Chegando ao Rio, fomos contratados, de cara, para atuar no Sambão & Sinhá, uma casa de espetáculos localizada em Copacabana, muito chique e especializada em montar espetáculos de samba (é claro!), só que para turistas estrangeiros. A fórmula era simples e funcionava como uma máquina azeitada para os fins a que se propunha: uma meia dúzia de percussionistas de escolas de samba, um monte de mulatas vestindo reduzidos e cintilantes biquínis, cheias de penduricalhos exóticos na cabeça, e mais um repertório de sambas que oscilava entre os de enredos mais conhecidos e outros mais antigos, mas também pra lá de manjados. Nossa turma ficava lá num cantinho escuro do palco, fazendo pano de fundo e o acompanhamento musical para aquela zorra toda, que tinha como figura central e mestre-de-cerimônias um dos sócios da casa e também mineiro, o cantor Ivon Curi.

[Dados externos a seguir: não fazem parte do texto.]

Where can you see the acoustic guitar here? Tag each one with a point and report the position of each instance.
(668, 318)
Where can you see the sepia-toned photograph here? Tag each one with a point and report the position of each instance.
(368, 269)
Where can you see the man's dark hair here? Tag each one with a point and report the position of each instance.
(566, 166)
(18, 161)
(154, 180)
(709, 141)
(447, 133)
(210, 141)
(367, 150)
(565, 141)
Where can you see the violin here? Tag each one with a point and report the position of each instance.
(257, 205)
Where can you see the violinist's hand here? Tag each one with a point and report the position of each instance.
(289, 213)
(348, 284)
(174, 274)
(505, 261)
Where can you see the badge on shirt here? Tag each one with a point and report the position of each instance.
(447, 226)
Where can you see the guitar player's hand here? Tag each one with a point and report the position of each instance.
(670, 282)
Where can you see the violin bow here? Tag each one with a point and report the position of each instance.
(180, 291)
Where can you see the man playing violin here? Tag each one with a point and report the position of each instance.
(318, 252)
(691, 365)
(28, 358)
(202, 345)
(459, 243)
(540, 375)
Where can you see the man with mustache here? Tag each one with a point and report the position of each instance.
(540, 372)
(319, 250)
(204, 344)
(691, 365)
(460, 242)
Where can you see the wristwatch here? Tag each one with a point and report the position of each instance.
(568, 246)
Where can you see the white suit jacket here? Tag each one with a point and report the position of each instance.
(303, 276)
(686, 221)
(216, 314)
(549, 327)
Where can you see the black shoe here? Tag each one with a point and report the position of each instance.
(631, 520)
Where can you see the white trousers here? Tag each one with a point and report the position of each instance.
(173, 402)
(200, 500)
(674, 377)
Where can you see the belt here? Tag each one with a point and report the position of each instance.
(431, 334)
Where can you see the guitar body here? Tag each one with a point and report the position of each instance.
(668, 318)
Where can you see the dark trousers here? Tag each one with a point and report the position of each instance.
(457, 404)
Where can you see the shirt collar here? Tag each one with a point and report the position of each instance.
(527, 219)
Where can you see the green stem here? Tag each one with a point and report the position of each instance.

Eram dois shows por noite e, no intervalo entre um e outro, corríamos todos para um botequim de um português, que ficava bem ao lado do nosso local de trabalho, e era lá que a gente curtia as saudades de Beagá, fazendo descer, uma após outra, saborosas e geladas cervejas. Foi neste boteco que, numa determinada noite, tive um dos maiores choques da minha vida.
Barulhentos, chegando à beira da inconveniência, como é comum acontecer em mesas de bar onde a predominância seja de jovens, ainda mais se estiverem um pouco mais “alegres” como era o nosso caso, tomamos um baita susto quando uma senhora, muito bem vestida mais visivelmente alcoolizada, interrompeu nossa algazarra para, em altos brados, dirigir pesados insultos a todos os participantes da mesa. Ninguém entendeu nada, até porque, constatou-se rapidamente, nenhum dos presentes lhe havia dirigido a palavra e, o que é pior, ninguém sabia quem era aquela irritada senhora. Os palavrões por ela gritados não condiziam com a elegância e o apuro de suas vestes, sendo que, perplexos pelo inusitado da cena, não tivemos outra alternativa senão, cortada daquela maneira abrupta a nossa etílica alegria, pedir a conta e tentar voltar para o trabalho da melhor maneira possível, ainda que tivéssemos uns 20 minutos de prazo para o início da nossa segunda apresentação da noite.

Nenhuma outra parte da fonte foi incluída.